『迫りくる自分』

似鳥鶏さんの作品。

ある日、主人公の理司は自分と瓜二つの男と出会ってバーで飲む。その後、刑事が家に来て同僚を強姦しようとした罪で任意同行を求められる。理司は自分と瓜二つの男がしたことだと気づき、刑事から逃亡する。


同僚の朴さんは理司のことを色眼鏡で見ることなく助けてくれて、とてもいい人だと思った。

兄に電話をかけたと思ったらまさかの瓜二つの男と知ったとき、正直理司はもう逃げられないと思っていた。しかし、その後の大逆転が嬉しかった。

自分と瓜二つの人がいたら、このような犯罪が起きることもあるという戒めになった。


印象に残っている文

男の子は電車もレースも好きだから、電車のレースは大好きである。

そしてフランチャイズの売上げはこちらの売上げであり、店舗管理担当者だってフランチャイズの店主と一緒に知恵を出しあって売上げを最大にすべく日々工夫している。ただ、機会ロスを減らしたいのと上からノルマをかけられているので多めに仕入れさせようとする担当者と、自己負担になってしまうため廃棄を減らしたい店主が毎日「手押し相撲」をする、というだけである。

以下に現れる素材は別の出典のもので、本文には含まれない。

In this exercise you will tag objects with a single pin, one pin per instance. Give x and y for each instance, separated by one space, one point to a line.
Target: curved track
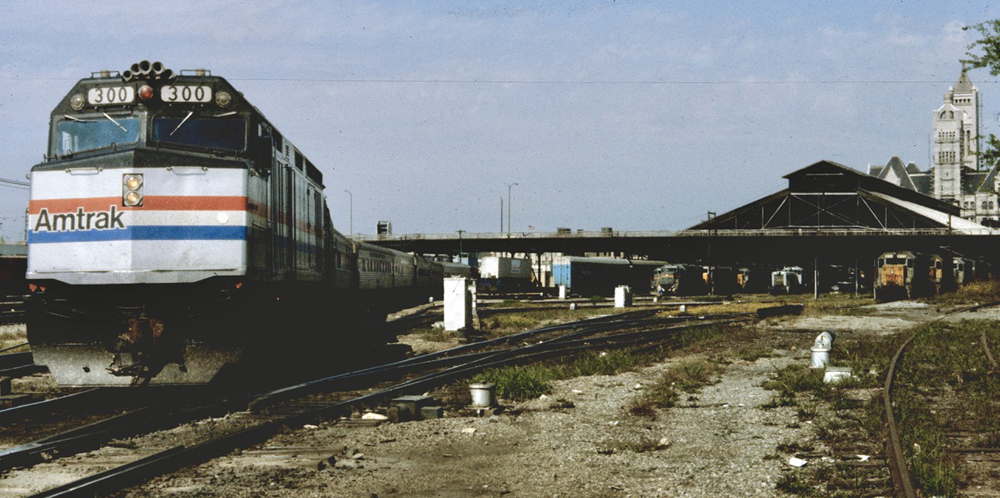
279 409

トイレを我慢している人間や吐く寸前の人間というのは実はかなり「迫力」があり、ごつい顔ですごんで見せるよりよほど効果的なことがある。考えてみれば、「ごつい顔ですごむ人間」と「吐く寸前の人間』が道でばったり出会ったら、道を譲るのは間違いなく「ごつい顔ですごむ人間」の方である。

俺は拳銃を隠した後、増淵とともに出頭した。逃亡中の容疑者がアメーバよろしく増殖して出頭してきたわけで、刑事たちは火星人にナマステと挨拶されたかのような顔で唖然としていた。